Риго в недоумении взглянул но собеседника.

— Что это за урод? — спросил он. — Собака, что ли?

— Собаку можно было бы отравить, — спокойно ответил Макензи, — если бы это была собака или четвероногое животное, то я не стал бы и разговаривать долго. Но то существо, о котором в данном случае идет речь, следит за камерой вашего хозяина внимательнее, чем самый лучший сторожевой пес.

— Черт возьми, кто ж это такой?

— Это шут.

— Шут? Ничего не понимаю.

— Извольте, я объясню яснее: это придворный шут герцога. Неужели вы не знаете горбатого Фаризанта, который всегда был врагом вашего хозяина? К сожалению, граф Батьяни не обращал на него должного внимания. Этот самый Фаризант и навлек на графа немилость герцога. Он сам следит за тем, чтобы пленник не мог скрыться, причем герцог, вероятно, знает об этом; на это указывает то обстоятельство, что у шута имеется собственный ключ от камеры.

— Черт возьми! Это расстраивает весь план.

— Напротив, — спокойно возразил Макензи, — это служит ручательством его успеха. Дело в том, что ключ, которым Фаризант открывает дверь камеры, окажет ту же услугу и нам.

— Значит, мы отнимем у него этот ключ? — воскликнул Риго. — Теперь я понимаю, в чем дело. Мы выждем удобный случай, поймаем горбатого Фаризанта, укокошим его и отберем у него ключ.

— Милейший мой, — сказал Макензи с насмешливой усмешкой, — вы, быть может, прекрасный камердинер, но создавать планы вы не мастер. Неужели вы думаете, что Фаризант на самом деле шут? Смею вас уверить, он настолько хитер и лукав, что не попадется легко на удочку.

— Но каким же образом вы хотите завладеть ключом?

— Мы отберем его не у Фаризанта, а у другого человека.

— Как у другого? — изумился Риго. — Как можно взять ключ у другого, раз Фаризант носит его при себе и, вероятно, не выпускает из рук?

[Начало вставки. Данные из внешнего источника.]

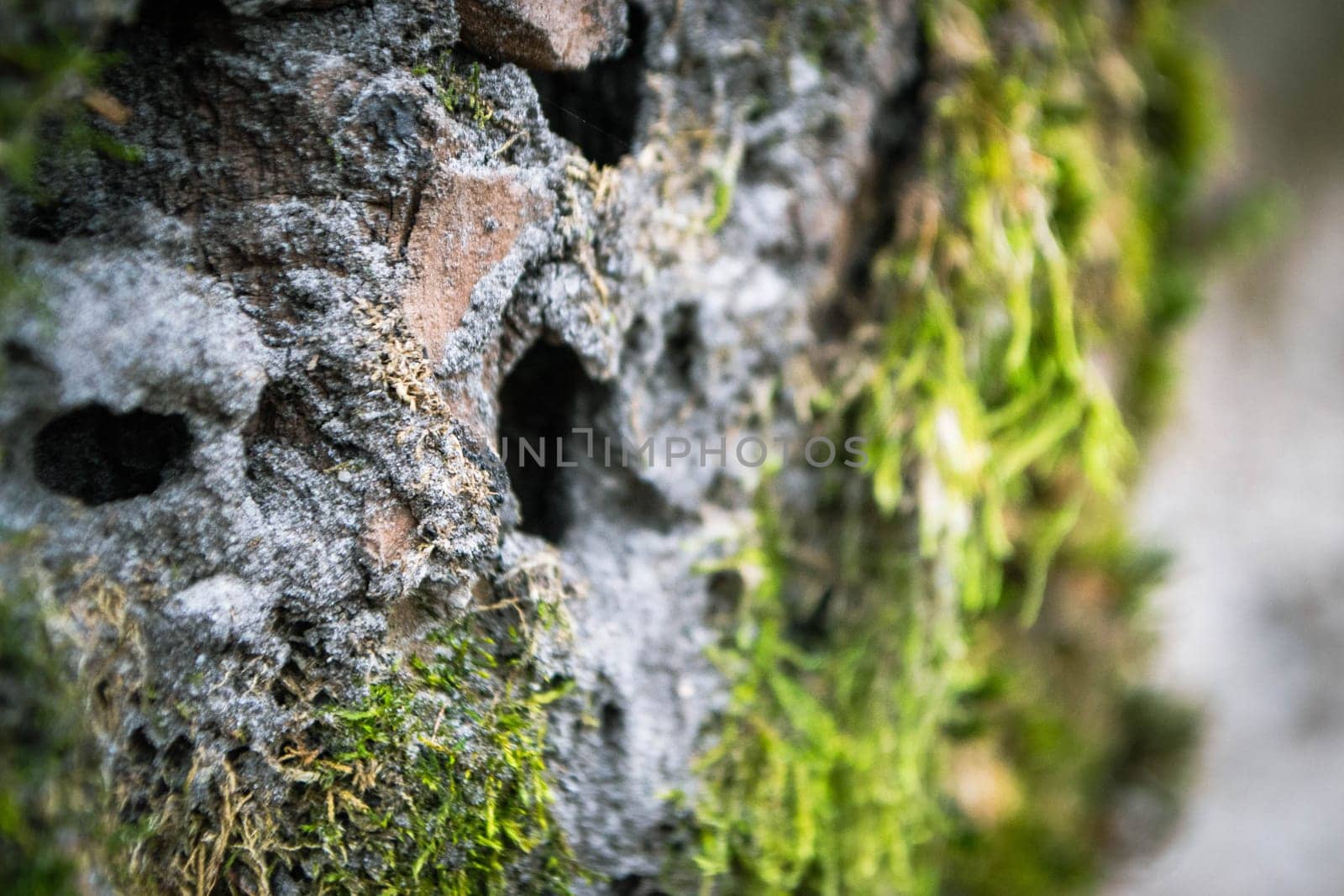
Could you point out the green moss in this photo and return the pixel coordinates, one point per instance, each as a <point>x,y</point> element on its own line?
<point>1026,309</point>
<point>436,782</point>
<point>460,92</point>
<point>432,782</point>
<point>47,763</point>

— Мало того, он носит его на шее на тонкой стальной цепочке и хранит как зеницу ока. Тем не менее, мой друг, вы будете обладать этим самым ключом, если решитесь на то, чтобы напасть ночью на человека, которого я вам укажу, и убьете его, если это будет нужно.

— Если этим путем я завладею ключом, которым можно будет освободить графа, то за мной дело не станет, — ответил Риго. — Но где же я могу встретить этого человека? Кто он такой и где можно напасть на него?

— На все эти вопросы я вам отвечать не буду. Предлагаю вам ждать меня завтра ночью у ворот еврейского квартала во Франкфурте на том месте, где находится большая доска с надписью, предупреждающей христиан не входить ночью в Гетто. Вместе с тем вы должны будете держать наготове пару хороших лошадей. Когда мы выведем вашего хозяина на свободу, то он вместе с вами должен будет немедленно выехать за пределы страны.

— Лошадей-то я достану, — сказал Риго, — я еще недавно слышал от трактирщика Крюгера, что он хочет продать своих лошадей, а они у него очень выносливые, и на них можно далеко уехать.

— Что ж, купите их. Деньги у вас имеются?

Риго стал уверять, что оставшихся у него денег еле хватит на самое скромное существование в течение нескольких недель.

Макензи встал, подошел к маленькому шкафу и вынул оттуда кошелек с золотыми монетами.

— Этого будет достаточно на покупку лошадей, — сказал он, — а что останется, возьмите себе.

Он бросил кошелек цыгану, который ловко поймал его на лету.

— Остается еще вопрос об оружии, — продолжал Макензи, — которым вы убьете человека с ключом. Есть ли у вас такое оружие?

Риго вынул кинжал и передал его шотландцу.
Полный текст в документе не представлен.